The world economy in 2014
We have come through 2014 without a major disaster for the global economy. But it hasn't been a terribly good year.
Before it started, the International Monetary Fund forecast a year of "yet another transition". Advanced economies would strengthen, the IMF said, while emerging economies had already weakened.
Some of that turned out to be right. The US and Britain did indeed gain some strength. The slowdown in the emerging world, which was already apparent a year ago, has continued in China, Brazil and Russia - most of the famous Brics grouping, in other words.
But other rich countries have continued to turn in a disappointing performance.
While the Eurozone did continue to grow, it failed to gain momentum.
Now there are some concerns that even Germany may have been afflicted by the Eurozone economic malaise. Certainly, Europe's traditional powerhouse suffered a setback with economic activity falling back in the second quarter of 2014.
There was one bit of good news. The Greek economy finally started to expand. But it was just a tentative start after a very deep decline - by more than 25% in total. Unemployment remains excruciatingly high.

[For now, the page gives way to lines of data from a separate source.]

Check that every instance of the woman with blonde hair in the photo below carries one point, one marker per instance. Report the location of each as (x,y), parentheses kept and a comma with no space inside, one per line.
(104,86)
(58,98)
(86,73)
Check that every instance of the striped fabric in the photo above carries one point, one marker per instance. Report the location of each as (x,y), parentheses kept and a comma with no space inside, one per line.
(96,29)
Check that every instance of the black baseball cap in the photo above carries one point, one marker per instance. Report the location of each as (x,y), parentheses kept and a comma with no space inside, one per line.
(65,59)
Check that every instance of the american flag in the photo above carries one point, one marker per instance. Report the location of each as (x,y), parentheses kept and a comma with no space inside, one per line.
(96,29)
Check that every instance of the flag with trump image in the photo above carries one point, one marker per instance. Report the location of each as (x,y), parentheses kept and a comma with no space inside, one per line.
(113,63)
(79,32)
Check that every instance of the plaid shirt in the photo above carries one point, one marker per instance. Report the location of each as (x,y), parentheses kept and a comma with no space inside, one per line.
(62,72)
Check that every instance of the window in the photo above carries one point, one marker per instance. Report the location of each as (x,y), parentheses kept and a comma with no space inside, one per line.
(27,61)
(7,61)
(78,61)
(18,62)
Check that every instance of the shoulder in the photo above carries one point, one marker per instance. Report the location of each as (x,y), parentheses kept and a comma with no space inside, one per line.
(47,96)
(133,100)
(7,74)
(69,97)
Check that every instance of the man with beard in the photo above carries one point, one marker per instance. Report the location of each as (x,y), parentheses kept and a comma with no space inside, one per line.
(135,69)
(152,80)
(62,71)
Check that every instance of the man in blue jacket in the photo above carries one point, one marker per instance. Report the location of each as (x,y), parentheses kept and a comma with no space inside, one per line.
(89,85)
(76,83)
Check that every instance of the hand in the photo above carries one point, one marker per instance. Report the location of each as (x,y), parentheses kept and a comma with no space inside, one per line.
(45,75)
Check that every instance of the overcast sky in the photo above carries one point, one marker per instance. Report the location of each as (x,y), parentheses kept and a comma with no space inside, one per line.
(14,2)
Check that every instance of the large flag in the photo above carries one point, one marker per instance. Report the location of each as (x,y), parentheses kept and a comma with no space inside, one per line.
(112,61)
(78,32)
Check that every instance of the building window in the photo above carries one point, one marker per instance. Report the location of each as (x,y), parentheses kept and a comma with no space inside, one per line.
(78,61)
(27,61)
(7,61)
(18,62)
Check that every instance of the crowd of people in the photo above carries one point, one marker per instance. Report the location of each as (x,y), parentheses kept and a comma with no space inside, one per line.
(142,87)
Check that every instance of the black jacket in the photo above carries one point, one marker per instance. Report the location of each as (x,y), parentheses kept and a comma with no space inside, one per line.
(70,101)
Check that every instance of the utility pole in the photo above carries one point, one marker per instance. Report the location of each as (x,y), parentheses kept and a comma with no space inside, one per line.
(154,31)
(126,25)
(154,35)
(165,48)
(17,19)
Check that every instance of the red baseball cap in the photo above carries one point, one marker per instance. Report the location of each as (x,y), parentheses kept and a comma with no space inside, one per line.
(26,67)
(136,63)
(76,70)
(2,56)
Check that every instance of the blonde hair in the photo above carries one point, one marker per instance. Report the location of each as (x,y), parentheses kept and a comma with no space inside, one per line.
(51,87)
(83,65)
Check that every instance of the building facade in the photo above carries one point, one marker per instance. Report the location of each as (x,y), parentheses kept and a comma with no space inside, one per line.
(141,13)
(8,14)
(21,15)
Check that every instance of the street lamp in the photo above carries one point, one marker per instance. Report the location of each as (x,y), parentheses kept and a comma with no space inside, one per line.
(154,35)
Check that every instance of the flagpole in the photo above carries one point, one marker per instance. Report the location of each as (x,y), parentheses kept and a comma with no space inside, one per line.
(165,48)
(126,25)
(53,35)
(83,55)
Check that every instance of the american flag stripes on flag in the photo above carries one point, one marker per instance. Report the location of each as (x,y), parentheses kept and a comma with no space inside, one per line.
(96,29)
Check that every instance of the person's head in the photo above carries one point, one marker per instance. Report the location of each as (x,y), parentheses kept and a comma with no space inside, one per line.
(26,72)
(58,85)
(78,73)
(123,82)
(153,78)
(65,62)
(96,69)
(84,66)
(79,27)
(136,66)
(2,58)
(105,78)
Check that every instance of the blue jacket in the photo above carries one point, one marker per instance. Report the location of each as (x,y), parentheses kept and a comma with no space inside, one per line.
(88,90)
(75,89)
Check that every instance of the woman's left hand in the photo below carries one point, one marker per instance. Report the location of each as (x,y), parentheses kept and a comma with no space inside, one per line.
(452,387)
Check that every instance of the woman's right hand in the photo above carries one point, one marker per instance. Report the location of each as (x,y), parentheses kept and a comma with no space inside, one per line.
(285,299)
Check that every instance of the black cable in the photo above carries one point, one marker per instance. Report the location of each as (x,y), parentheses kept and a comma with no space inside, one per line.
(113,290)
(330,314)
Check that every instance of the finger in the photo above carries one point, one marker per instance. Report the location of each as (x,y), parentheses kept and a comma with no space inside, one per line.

Japan too had a setback after an increase in the tax on consumer spending. The Japanese government has enormous debts, so there was a reason for it, but the economic consequences have led the government to delay the next tax rise it was planning.
Impact of sanctions
International economic forecasts often carry a health warning about the risk posed by "geopolitical events".
This year, one of those events did make itself felt: the crisis in Ukraine.
Ukraine itself was affected and so was Russia due to Western sanctions. The sanctions also appear to have hit Germany whose exports to Russia fell sharply.
There was one geopolitical crisis that didn't have the global economic impact that might have been expected.
The rise of Islamic State in Iraq and Syria did not affect the oil market in the way that many previous crises in the Middle East had, when concerns about possible disruptions pushed prices up.
The same was largely true of the instability in Libya and the latest episode in the conflict between Israel and the Palestinians.
IS had little impact on the global supply of oil, which has been increasingly plentiful due to the shale oil revolution in the US. At the same time, demand for oil has weakened due to the slowdown in China and the persistent sluggishness of the Eurozone and Japan.
The result of all those factors was a fall in the oil price of 40% from its peak in June.
That aggravated Russia's financial problems, but it is an economic boost for countries that import oil - which is to say most of the world.